A plane took off from Georgia on Thursday, bound for Liberia. It's expected to return with either Dr. Kent Brantly or health worker Nancy Writebol aboard.
The plane is a specially-outfitted Gulfstream that contains a quarantined isolation tent that holds one patient at a time. Both Brantly and Writebol will be taken to a special containment unit at Emory University Hospital in Atlanta.
How do Atlanta residents feel about an Ebola patient being brought to their city? INSIDE EDITION asked reporter Jeff Chirico of WGCL-TV.
Chirico said, "I don't think there's much of a panic here in Atlanta. People believe in Emory University Hospital.

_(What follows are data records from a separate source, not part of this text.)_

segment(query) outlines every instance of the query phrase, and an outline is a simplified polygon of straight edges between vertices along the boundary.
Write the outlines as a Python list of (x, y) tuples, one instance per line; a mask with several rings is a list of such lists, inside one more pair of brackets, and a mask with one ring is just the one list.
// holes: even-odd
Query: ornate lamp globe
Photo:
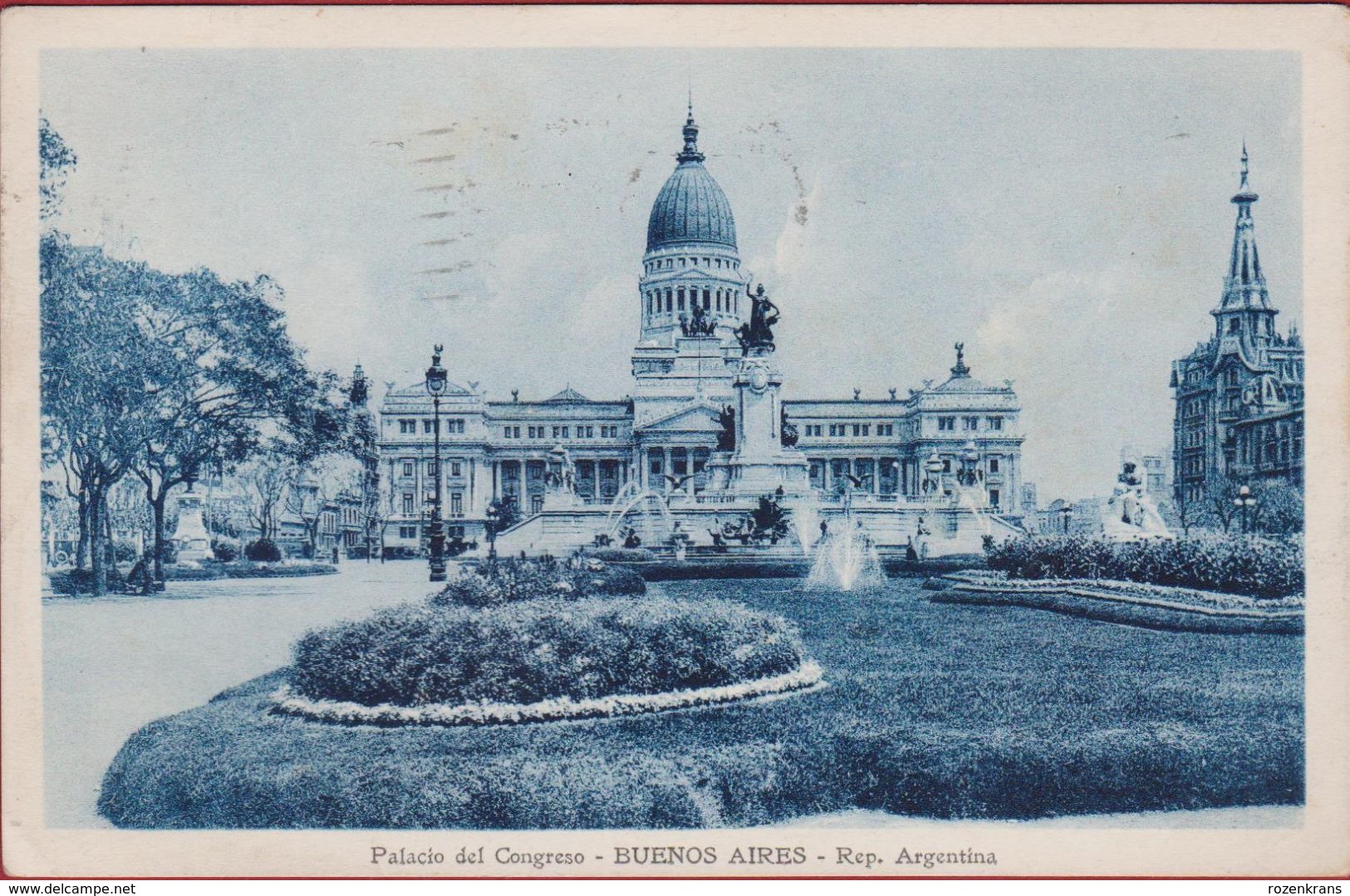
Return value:
[(446, 375), (446, 368), (440, 366), (440, 354), (444, 347), (437, 344), (431, 356), (431, 367), (427, 368), (427, 394), (432, 398), (440, 398), (446, 394), (446, 386), (448, 379)]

They believe the staff knows how to take care of patients like this and that everyone here is safe."
Not everybody agrees.
The controversial decision to bring an Ebola patient into the United States is throwing some into a panic.
Donald Trump—a notorious germaphobe—had a fit about it, tweeting: "Ebola patient will be brought to the U.S. in a few days - now I know for sure that our leaders are incompetent. Keep them out of here."
Trump added they should get the best possible care, over there.
Dr. Dalilah Restrepo, an infections disease specialist at Mount Sinai Roosevelt Hospital in New York City, showed INSIDE EDITION's April Woodard how a healthcare worker prepares to deal with an Ebola patient.
Dr. Restrepo explained, "First, you wear a yellow gown. We would use a mask with a face shield because you want the extra protection in the eye area."
Gown, gloves and a face shiled proved barriers from bodily fluids, which is how Ebola is spread.
At Mount Sinai Hospital an Ebola patient would be brought to a special room. Dr. Restrepo noted, "It has a closed door and has a negative pressure valve. On a routine basis, the air here when you breathe is sucked out."
The question is, whether bringing a gravely ill Ebola patient from West Africa to the United States puts anyone in danger.
Dr. Restrepo said, "With the proper precautions, the risk should be minimal."